When we think about “sacrifice” we see, in most cases, the difficult part: the blood, the torture, death. However, when I read Parshat Va’yikra, I took particular note of the moment of placing the hands on the sacrificial beast / “And he (the Priest) shall lay his hand on the head of the offering / – “וסמך ידו על ראש קרבנו ׁ” (Levit. 3:2) It is a brief moment, but one layered in meaning. It is a moment of thought, compassion, and deep awareness. I chose to depict this moment for I see support, acceptance and forgiveness are all present. The topic of “sacrifice” is a question of great magnitude for me, one that remains open and unanswered. Why are sacrifices necessary? What end does sacrifice serve? There are places in the Bible that say that the Holy-One-Blessed-Be-He has no need for sacrifices.

For example, in Isaiah 1:11: “What need have I of all your sacrifices?” says God. “I am sated with burnt offerings of rams, and suet of fatlings and blood of bulls; and I have no delight in lambs and he-goats.” In Proverbs 21:3, we read: “To do what is right and just / Is more desired by the Lord than sacrifice.” And there are many other examples. I understand from these readings that, while there are sacrifices, there are things of greater importance as well. As a person of faith who accepts the words of the Bible, I identify more with this latter line of thinking in my daily life.

The process of painting Parshat Vayikra was challenging and fascinating. I was very pleased to have the opportunity to work with new and different material.
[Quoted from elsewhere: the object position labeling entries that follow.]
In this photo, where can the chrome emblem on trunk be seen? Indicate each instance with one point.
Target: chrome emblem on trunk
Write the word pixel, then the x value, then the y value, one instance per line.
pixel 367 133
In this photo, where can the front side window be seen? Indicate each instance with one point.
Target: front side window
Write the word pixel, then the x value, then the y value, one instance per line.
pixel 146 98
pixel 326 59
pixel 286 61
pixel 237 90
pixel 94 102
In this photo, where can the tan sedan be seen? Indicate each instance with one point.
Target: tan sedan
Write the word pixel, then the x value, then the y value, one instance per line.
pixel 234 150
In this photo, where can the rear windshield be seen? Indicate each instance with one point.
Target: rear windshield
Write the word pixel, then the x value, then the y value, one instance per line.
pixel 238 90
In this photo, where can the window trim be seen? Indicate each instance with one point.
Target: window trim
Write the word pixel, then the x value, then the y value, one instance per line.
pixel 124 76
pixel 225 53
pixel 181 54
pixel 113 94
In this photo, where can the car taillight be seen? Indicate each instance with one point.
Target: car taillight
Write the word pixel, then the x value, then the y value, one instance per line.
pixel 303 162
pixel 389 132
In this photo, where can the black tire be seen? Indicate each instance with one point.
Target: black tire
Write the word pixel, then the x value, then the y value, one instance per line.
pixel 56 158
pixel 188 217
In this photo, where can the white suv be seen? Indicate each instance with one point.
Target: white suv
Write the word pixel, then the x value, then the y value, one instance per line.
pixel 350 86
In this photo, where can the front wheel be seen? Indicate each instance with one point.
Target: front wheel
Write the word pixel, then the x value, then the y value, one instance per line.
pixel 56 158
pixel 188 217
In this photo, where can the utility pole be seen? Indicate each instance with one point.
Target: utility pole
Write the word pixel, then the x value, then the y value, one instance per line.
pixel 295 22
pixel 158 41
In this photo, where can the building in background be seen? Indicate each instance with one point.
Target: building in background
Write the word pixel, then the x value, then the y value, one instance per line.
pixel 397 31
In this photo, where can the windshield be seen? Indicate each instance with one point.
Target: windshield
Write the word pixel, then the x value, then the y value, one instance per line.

I usually work on linen canvas with oil paints. For this work, I drew on parchment and used water-based, acrylic paints for fear of the interaction between the parchment and the oils. Because I had only one parchment and because acrylics dry rapidly, I had to work quickly and be precise in my decisions. In order to study the subject, I made several visits to a goat farm near my house in Nataf, and to my great fortune, it was just the time of calving season. I took a number of photographs and made several preliminary sketches as well as two oil paintings on canvas that served as studies for my final work.

As an artist who works through reflection, I can barely understand the matter of sacrifice. When I paint, I’m called upon to give up my automatic and habitual manner of thinking informed by my prior knowledge of things. I am required to suspend my judgment – beautiful or ugly, stupid, elegant, etc. I practice wanting to see my subjects as they were before I could define them – a view that I had before a table was known to me as a table and before a flower had the name “flower.” In this way I can let the survival instinct in me die in order to make room for something purer. Might this be called a type of sacrifice? Art is a tool for me and through my artistic practice I also practice toward maintaining a similar attitude in my relationships with people and the world around me.

About Anne

Anne-Françoise Ben-Or was born and raised in Belgium. She studied painting and sculpture at the Israel Museum as well as the prestigious Jerusalem Studio School under the guidance of Israel Hershberg. Anne’s work has been shown in both solo and group shows throughout Israel. She resides with her family in Nataf, Israel.